Maryland is a little below the national average, at 50 percent, while Virginia is a little higher, at 54 percent, and both are declining. But in the District, which experienced an influx of young adults over the past decade, only one in four adults is married while more than half have never wed.
Is marriage becoming obsolete? Read the Q&A transcript.
The statistics offer a snapshot in time, and do not mean the unmarried will remain that way. They are a byproduct of a steady increase in the median age when people first marry, now at an all-time high of older than 26 for women and almost 29 for men.
“I don’t know anyone who doesn’t want to get married someday,” said Kate Shorr, 30, a lobbyist who until recently wrote a blog about her social life in Washington, A Single Girl Doing Single Things.
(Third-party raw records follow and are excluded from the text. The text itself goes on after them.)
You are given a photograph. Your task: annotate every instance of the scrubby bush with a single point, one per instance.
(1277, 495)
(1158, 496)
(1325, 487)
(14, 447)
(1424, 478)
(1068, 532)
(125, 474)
“All of us want to meet that special person and marry, but there’s no real rush to do that. Especially in the career-driven society we have here. You don’t move to Washington, D.C., to get married, you move here for your career.”
The marriage patterns are a striking departure from the middle of the 20th century, when the percentage of adults who never wed was in the low single digits. In 1960, for example, when most baby boomers were children, 72 percent of all adults were married. The median age for brides was barely 20, and the grooms were just a couple of years older.
“In the 1950s, if you weren’t married, people thought you were mentally ill,” said Andrew J. Cherlin, a Johns Hopkins University sociologist who studies families. “Marriage was mandatory. Now it’s culturally optional.”
The decline in marriage rates has affected people in every age and ethnic group, but it has been steepest among the young.
A Pew survey last year determined that more than four in 10 Americans younger than 30 consider marriage passe.
“They see it as an obsolete social environment,” said D’Vera Cohn, a Pew researcher who co-wrote the analysis. “People say they want to get married, but Americans are much less likely to actually be married than in the past.”
The slide has worsened with the economy.
Rose Kreider, a Census Bureau demographer who specializes in household statistics, noted last year that 7.5 million couples were living together without being married, a 13 percent jump in just one year. Many had a partner who had lost a job, or they could not afford to maintain two homes.
Most college graduates will marry, eventually. Nearly two in three college graduates are married now, compared with less than half who have a high school education.